闇にまぎれてbowyow cine-archives vol.198

1973年に米国が軍部と結託して南米チリのアジェンダ政権をクーデターで圧殺して事件の内幕物。行方不明になった息子を案じて現地にやって来た保守的な父親が嫁と一緒に捜索するうちに米国大使館の陰謀に気づき、次第に事の真相に肉薄していく。

結局息子は米国の同意の元でチリ軍に虐殺されていたのであるが、無数の犠牲者が血まみれで横たわるサッカー場を2人が一人一人確認する場面は凄絶そのもの。おそらくこの映画が暗示するような問答無用の拉致、逮捕、拷問、処刑、殺戮が全土で繰り広げられたに違いない。

恐るべき国家犯罪の犠牲者となった息子のために父親は「われわれは、ひとつの国がその国民が無責任なせいで、共産主義化するのを無為に見ている必要はない」と述べたと言われるキッシンジャー大統領補佐官以下の政治家を訴えるのだが、結局彼らを裁くことはできなかった。

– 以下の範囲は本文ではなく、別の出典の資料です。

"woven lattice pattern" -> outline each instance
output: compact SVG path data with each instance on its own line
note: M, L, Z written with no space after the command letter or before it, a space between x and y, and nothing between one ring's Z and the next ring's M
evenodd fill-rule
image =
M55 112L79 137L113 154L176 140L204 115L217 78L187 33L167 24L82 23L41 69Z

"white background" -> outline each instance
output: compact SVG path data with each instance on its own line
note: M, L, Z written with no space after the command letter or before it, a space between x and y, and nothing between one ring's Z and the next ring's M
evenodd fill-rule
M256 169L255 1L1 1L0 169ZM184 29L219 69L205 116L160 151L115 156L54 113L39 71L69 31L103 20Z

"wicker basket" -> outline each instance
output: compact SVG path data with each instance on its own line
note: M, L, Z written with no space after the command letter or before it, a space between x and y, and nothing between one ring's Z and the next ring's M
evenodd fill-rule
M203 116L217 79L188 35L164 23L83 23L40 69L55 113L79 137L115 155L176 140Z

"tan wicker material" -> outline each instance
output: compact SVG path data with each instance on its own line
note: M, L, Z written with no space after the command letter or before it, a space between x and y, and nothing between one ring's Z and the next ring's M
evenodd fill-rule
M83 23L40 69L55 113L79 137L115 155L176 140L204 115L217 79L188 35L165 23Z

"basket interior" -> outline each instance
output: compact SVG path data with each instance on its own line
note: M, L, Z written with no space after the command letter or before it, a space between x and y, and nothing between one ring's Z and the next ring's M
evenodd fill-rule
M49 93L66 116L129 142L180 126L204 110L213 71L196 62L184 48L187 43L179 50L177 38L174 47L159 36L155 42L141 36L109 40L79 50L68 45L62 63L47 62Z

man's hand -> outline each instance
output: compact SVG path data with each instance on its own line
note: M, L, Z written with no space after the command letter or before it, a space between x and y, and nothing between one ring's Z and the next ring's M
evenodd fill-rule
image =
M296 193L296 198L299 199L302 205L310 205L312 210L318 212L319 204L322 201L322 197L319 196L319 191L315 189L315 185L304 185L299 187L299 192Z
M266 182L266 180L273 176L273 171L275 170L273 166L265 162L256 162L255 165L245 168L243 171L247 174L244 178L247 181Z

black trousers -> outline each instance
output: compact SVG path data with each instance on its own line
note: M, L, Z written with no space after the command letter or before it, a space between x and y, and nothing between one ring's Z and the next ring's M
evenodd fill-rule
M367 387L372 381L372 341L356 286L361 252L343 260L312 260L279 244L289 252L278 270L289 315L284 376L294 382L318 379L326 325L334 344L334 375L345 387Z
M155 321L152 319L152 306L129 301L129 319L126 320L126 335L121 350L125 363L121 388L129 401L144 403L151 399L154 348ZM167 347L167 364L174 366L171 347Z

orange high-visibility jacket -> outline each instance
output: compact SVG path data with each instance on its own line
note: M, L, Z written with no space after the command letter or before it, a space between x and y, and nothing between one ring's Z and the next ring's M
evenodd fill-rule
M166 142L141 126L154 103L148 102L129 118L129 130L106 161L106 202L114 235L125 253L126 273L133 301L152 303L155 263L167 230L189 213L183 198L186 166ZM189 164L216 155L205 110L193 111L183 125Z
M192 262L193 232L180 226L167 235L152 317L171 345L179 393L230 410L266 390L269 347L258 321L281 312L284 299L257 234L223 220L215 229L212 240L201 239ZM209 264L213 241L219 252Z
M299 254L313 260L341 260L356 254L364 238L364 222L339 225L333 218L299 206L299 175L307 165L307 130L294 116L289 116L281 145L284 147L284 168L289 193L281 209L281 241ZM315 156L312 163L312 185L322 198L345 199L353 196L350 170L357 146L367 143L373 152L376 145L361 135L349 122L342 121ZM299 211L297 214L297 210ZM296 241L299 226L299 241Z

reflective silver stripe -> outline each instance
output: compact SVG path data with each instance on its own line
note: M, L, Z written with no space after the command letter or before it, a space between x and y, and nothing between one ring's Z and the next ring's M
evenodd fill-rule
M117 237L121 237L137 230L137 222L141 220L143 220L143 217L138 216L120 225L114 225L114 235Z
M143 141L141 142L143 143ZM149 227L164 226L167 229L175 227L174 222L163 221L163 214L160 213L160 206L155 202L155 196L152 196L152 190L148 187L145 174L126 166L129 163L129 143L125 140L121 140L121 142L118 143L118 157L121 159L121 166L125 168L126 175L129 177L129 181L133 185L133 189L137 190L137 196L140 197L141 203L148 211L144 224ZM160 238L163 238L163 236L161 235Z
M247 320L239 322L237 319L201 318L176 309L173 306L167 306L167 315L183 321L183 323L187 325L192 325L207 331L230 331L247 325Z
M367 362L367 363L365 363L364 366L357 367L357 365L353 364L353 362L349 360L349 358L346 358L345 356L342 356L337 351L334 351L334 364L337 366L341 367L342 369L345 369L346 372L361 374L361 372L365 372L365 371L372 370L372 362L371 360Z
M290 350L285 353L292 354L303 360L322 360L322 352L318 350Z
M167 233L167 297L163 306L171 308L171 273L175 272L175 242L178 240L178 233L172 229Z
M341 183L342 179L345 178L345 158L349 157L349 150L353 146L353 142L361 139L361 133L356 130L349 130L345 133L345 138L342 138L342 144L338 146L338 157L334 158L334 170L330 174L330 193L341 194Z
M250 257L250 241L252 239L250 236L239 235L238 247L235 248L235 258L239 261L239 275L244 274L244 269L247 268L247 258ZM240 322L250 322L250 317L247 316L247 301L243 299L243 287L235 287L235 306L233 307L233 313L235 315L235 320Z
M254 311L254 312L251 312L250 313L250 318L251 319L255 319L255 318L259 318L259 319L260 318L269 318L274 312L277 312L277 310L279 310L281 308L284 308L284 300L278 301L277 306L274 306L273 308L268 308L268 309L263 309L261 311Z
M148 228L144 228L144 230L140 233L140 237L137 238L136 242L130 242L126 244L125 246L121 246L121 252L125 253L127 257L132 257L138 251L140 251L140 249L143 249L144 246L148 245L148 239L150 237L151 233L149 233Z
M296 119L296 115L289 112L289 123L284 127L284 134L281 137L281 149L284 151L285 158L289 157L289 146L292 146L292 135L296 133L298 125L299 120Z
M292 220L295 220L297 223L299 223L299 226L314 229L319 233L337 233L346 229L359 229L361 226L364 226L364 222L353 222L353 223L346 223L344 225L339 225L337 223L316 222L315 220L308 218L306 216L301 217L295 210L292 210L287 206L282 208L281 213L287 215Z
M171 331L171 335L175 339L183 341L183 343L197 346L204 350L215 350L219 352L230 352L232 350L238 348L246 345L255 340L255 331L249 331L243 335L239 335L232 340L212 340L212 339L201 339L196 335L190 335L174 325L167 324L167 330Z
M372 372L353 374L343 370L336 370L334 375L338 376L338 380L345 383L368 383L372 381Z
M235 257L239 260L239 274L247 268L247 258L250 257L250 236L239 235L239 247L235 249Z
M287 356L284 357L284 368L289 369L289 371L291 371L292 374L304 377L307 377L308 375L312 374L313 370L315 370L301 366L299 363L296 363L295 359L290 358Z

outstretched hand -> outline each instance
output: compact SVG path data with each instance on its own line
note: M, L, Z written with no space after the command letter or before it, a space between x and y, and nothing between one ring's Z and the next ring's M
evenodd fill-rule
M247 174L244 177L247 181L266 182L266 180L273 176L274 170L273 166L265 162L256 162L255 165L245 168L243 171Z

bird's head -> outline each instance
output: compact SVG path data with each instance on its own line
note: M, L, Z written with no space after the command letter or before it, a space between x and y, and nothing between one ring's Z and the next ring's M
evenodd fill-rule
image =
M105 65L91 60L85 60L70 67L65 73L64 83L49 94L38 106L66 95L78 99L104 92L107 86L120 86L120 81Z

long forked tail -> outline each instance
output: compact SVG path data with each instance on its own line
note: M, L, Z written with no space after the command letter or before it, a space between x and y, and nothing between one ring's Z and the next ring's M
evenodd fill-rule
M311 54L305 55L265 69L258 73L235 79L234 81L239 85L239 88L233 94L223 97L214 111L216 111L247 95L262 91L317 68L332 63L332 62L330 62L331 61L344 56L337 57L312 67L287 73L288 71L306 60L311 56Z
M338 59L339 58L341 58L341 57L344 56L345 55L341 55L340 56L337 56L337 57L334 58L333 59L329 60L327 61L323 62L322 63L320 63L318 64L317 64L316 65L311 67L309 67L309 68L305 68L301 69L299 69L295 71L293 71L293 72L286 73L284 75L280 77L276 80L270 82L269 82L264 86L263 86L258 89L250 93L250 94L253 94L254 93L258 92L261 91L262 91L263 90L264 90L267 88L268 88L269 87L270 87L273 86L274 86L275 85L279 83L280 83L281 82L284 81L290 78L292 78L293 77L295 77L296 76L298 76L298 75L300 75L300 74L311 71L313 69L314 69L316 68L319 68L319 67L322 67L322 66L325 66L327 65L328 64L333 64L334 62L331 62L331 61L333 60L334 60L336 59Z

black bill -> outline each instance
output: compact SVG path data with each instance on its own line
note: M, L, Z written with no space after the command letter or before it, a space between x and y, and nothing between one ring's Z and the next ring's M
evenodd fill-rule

ジャック・レモンシシー・スペイセクの渋い演技が心に残る。昔この映画の撮影監督に巴里に来たら遊びに来給えと言って名刺を貰ったがとうとう行かなかった。というのはやはり同じことを言われてノコノコ出かけた「エマニュエル夫人」のフランシス・ジャコベッティという監督が、若いスタイリストの尻ばかりを追っかけていて東洋人のわたしにつれない対応をしたからである。